I suspect this is an issue with any distributed system, but logs will be distributed to several different physical locations and on several different levels. A new Mesos developer really struggles to get to grips with the logs. Even in the HealthCheck example above, I was looking for logs in the wrong place for a significant amount of time.
There are two Mesos logs, the Master and Slave. Depending on where your application fails, it could produce a log in either of these two. For the slave logs, there is one for each of the Agents in the cluster. In HA mode, there may be more than one Master log. Then there are application logs, which go to the Mesos sandbox. One for stdout and one for stderr. Then there are application specific logs like Docker logs, or system logs, etc.
When debugging a user's problem, or when starting development, finding where an error appears or where a log message has gone is a significant task. Potentially frameworks like Mesos Logstash can help here.
I have heard of a number of people that have raised this issue. Open source projects rely on the community. If there are any barriers, however small, to this process the number of contributors will drop. From an outsiders perspective, the obfuscated commit process and the Apache processes (many would say "bureaucracy") are a huge barrier for commits. Any commit process that requires 1500 words to describe it is too long.
This post has been rather scathing, but it is intended to be constructive. To highlight the importance and inspire Mesos to re-focus on usability.
Right now, there are a number of major issues that are preventing users from choosing Mesos, preventing developers from producing feature-rich software and reducing contributions. Many of these issues are fixable. Most issues can be fixed with a concerted effort to improve the look, feel and content of the documentation.
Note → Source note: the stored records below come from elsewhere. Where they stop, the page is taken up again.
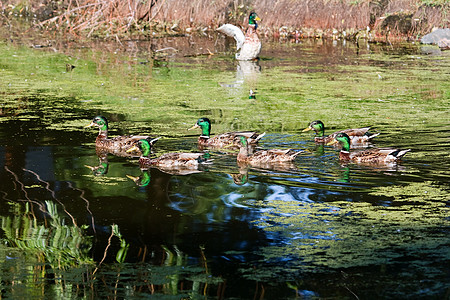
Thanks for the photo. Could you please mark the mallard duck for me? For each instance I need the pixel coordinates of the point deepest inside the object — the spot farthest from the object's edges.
(118, 144)
(264, 157)
(225, 139)
(368, 156)
(249, 44)
(357, 135)
(168, 160)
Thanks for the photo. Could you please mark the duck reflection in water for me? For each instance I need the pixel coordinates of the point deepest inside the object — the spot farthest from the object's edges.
(172, 163)
(103, 165)
(247, 76)
(118, 145)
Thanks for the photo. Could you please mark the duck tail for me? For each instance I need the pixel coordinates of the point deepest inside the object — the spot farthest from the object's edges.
(400, 153)
(259, 137)
(370, 137)
(152, 141)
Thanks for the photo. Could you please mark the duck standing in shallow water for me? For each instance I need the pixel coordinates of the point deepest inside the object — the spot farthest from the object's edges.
(264, 157)
(228, 139)
(248, 44)
(119, 144)
(368, 156)
(357, 135)
(168, 161)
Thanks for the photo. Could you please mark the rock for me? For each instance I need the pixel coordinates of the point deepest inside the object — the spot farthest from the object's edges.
(440, 37)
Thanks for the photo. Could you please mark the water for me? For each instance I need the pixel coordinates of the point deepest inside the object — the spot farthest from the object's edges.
(316, 229)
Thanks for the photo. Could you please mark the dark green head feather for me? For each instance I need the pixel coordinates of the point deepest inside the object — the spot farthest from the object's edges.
(243, 141)
(145, 147)
(253, 18)
(205, 124)
(344, 140)
(101, 122)
(318, 127)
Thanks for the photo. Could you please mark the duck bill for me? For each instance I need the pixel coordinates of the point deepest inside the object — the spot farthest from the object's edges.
(332, 142)
(133, 178)
(132, 149)
(193, 127)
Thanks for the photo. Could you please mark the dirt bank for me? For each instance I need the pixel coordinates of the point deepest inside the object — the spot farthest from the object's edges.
(373, 19)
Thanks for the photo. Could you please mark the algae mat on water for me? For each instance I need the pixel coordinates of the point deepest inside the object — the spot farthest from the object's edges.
(407, 91)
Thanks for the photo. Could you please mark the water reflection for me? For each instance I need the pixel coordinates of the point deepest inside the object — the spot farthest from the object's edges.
(230, 230)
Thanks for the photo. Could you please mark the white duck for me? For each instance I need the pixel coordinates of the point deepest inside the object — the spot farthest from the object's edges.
(249, 44)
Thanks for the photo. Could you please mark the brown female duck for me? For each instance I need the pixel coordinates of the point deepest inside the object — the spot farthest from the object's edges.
(169, 160)
(357, 135)
(369, 156)
(118, 144)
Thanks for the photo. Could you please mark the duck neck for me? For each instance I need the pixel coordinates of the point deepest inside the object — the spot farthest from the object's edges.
(206, 129)
(320, 132)
(344, 155)
(243, 153)
(103, 132)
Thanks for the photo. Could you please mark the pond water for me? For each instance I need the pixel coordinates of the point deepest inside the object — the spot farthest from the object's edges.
(318, 229)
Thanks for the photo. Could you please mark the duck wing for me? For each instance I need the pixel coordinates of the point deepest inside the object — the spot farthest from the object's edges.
(234, 32)
(378, 155)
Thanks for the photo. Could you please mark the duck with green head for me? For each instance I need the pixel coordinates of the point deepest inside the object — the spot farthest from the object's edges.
(168, 161)
(248, 44)
(368, 156)
(264, 157)
(357, 135)
(119, 144)
(228, 139)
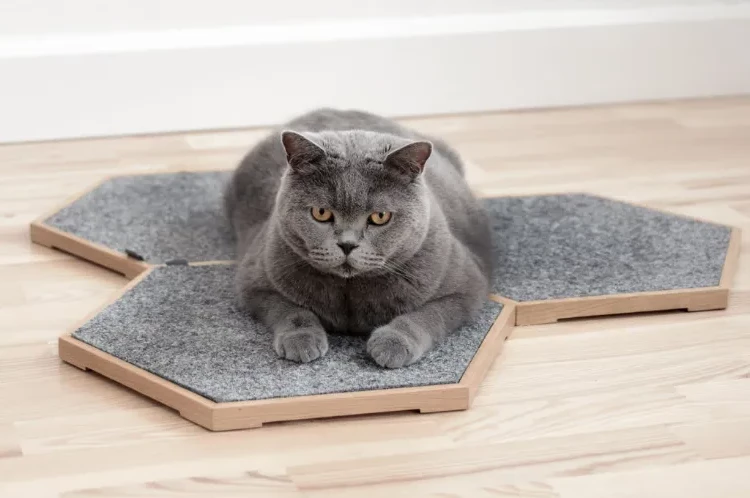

Version compatibility is an easy fix. It simply takes development effort. The Mesos developers should always remember that there are others who rely on them. If they make breaking changes, then it should be clearly communicated. If they make breaking changes often, then they risk users using old versions and ultimately leaving for a competitor.
Some of the other issues may not be fixable. For example, there was probably a justifiable reason for using C++ and the effort required to rewrite everything is probably too great. But whilst this is a reason, it does not remove the problems of trying to implement and debug software on a complex C++ based system.
To repeat the comment at the start, we use Mesos a lot. We use it because it has a brilliant ability. To think of a cluster of machines as one single set of "resources" is a very powerful abstraction. It enables a large cluster of machines to handle a workload that is as varied as it is resilient. I believe that Mesos is a system capable of providing up-times that are very close to 100%. Add to this the flexibility of being able to request and assign work for any imaginable job. This is the future.
(*): This is not a footnote. See the "Documentation and usability" section.